Note: Please read the disclaimer. The author is not providing professional investing advice.
If you desire to develop your own magic trading formula through backtesting or data-mining, you’re going to want to use historical data to test your algorithm’s performance versus at least one benchmark, like the S&P 500.
But annual S&P returns, in my opinion, are not very easy to find. I went to the Standard & Poor site and clicked through a few menus, but all I could find were trailing gains (year-to-date, last year, last 3 years, last 5 years, etc.). Couldn’t get the year-by-year breakdown I was after.
OK, no problem, I thought. I’ll just use Yahoo! Finance’s historical data interface to look up the S&P 500 index (ticker ^GSPC) to see the opening and closing price for a given year.
And since the Magic Formula book has the year-by-year breakdown through 2004, I’ll compute 2004 just to make sure my numbers match Joel Greenblatt’s:
On the first trading day of 2004, ^GSPC opened at 1111.92.
On the last trading day of 2004, ^GSPC closed at 1211.92.
So the 2004 gain is : (1211.92 / 1111.92 – 1) x 100% = +9.0%
And lemme just cross-reference with the Little Book That Beats the Market…
Hold on! He lists the Y2.4K return for the S&P 500 as +10.9%, not +9.0%!
But hey, with no formal business training up my sleeve, (albeit one Engineering Economics class), I figured it probably had something to do with dividends not being factored in.
The good news – I was right! The bad news – while Yahoo does track historical dividends for other funds and stocks, they don’t seem to do it for the S&P 500 index. So now I know what the problem is, but can’t fix it. Sheesh!
After some googling I did eventually find what I was looking for, and it was on the S&P site afterall! I still have no idea how to end up there starting from their top page, but who cares, here’s the link:
After opening, click on the “ANNUAL TOTAL RETURNS” tab at the bottom of the worksheet. Otherwise, you’re looking at monthly data.
Take a gander at Column E. They match Greenblatt’s numbers exactly. 🙂
And we now have two more data points since 2004:
In 2005 the S&P 500 returned +4.9%
In 2006 the S&P 500 returned +15.8%
If you do the geometric average over 1988 – 2006, you’ll see that the S&P 500 has averaged +12.2%. Not bad since that doubles your money every 6 years!
But speaking of 6 years, if you pick any of the earlier consecutive 6 years, the S&P returns at least 12%, often it’s significantly higher than that. However, if the 6 consecutive years you pick are more recent, they’re not so great – we’re talking low single digits.
Does that mean we’re overdue for a large return? Or we’ve entered a new economic paradigm? Do you seriously think I might know?!
Obviously I don’t, but I can offer some words of advice for those developing a trading algorithm. Step 1, which you no doubt know, is to only even consider implementing your homebrewed strategy (versus using an index fund) if it more often than not outperforms the S&P 500 – and does so with similar or lower risk (standard deviation).

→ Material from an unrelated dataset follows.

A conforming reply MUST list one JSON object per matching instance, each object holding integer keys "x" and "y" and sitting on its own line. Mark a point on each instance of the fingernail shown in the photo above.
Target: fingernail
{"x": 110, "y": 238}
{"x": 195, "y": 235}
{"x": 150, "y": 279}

And Step 2… Well since you’ve gone through the trouble to add the S&P benchmarks as a sort of acceptable lower bound, why not also use the Magic Formula results as your target upper bound to beat? The Magic Formula strategy is quick, easy, logical, and (historically) proven. Does it make sense to go with any strategy that doesn’t at least historically beat it?!
If you’ve tried to check some of Greenblatt’s computations yourself, one other (apparent) discrepancy you might see is regarding the average rate of return. If you compute it yourself and get a different number than he did, it’s because you’re using arithmetic average, not geometric.